If it' human nature to try to define the unfamiliar in familiar terms, perhaps it was inevitable that Chikamatsu Monzaemon, Japan's most revered dramatist, would be labeled by the West as the "Japanese Shakespeare." While of course there will never be another Shakespeare, this assessment is not entirely wide of the mark.

Chikamatsu was born Sugimori Nobumori in 1653, in the province of Echizen (modern-day Fukui Prefecture.) His father, a samurai, gave up his feudal responsibilities in the late 1660s and moved the family to Kyoto. Chikamatsu may have had his first brush with the theater while serving in a nobleman's house as a teenager; probably he met a patron of joruri (puppet theater).

In 1683 he completed his first known play, Yotsugi Soga ("The Soga Heir"), for joruri. It was highly acclaimed, and his 1686 play Shusse Kagekiyo ("Kagekiyo Victorious") attracted even more attention for its originality, breaking the predictable formulas that then dominated joruri.

A fair portion of Chikamatsu's writing was for kabuki, most of it for Sakata Toujuuro, a top actor of the time. In fact, between 1695 and 1705, Chikamatsu primarily wrote for kabuki. Still, his biggest hits seem to have been puppet plays, such as Sonezaki Shinju ("The Love Suicides at Sonezaki"), a ripped-from-the-headlines story appearing just two weeks after an actual double suicide in 1703. This was one of many "domestic plays" he wrote, dramatizing actual current events.

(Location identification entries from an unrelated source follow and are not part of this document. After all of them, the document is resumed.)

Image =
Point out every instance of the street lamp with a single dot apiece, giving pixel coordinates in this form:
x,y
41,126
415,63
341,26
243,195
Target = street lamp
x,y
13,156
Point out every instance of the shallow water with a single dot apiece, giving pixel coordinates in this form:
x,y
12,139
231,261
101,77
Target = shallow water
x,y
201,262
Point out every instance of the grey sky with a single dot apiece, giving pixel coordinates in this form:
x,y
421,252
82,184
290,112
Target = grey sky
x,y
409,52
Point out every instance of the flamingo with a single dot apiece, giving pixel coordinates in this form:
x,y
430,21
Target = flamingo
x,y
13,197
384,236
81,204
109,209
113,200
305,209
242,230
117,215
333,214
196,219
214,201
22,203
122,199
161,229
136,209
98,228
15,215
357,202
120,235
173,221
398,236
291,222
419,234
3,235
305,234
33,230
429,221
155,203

In 1705, for reasons unknown, Chikamatsu turned his energies exclusively to writing puppet plays. He moved to Osaka, the center of the joruri world, and became staff playwright at the Takemotoza. While Shakespeare probably never considered writing for puppets, it is notable that, like the bard, Chikamatsu did often write historical plays. Kokusenya Kassen ("The Battles of Co Xin Ga"), for example, is loosely based on the adventures of a Chinese-Japanese who attempted to restore China's Ming Dynasty.

The comparison to Shakespeare is fitting in terms of the quality of Chikamatsu's prose. Japan scholar Donald Keene writes that, considering Chikamatsu wrote each play within a few weeks, "we can only marvel that he could produce such astonishing textures of language" in such a short time.

While these topical plays attracted contemporary audiences in droves, they tended to lose their appeal as the events depicted faded into history. After his death in 1725, several developments in joruri, including the introduction of the three-puppeteer puppet, caused Chikamatsu's plays to be largely set aside. The domestic plays are now partially lost, mostly surviving only when adopted in part by others. Some of the history plays remain popular and are still presented on the stage intact, though often as kabuki rather than joruri (a.k.a. bunraku). Ultimately, though, like Shakespeare, Chikamatsu has become known as a great playwright of the distant past whose work is difficult for many to understand today.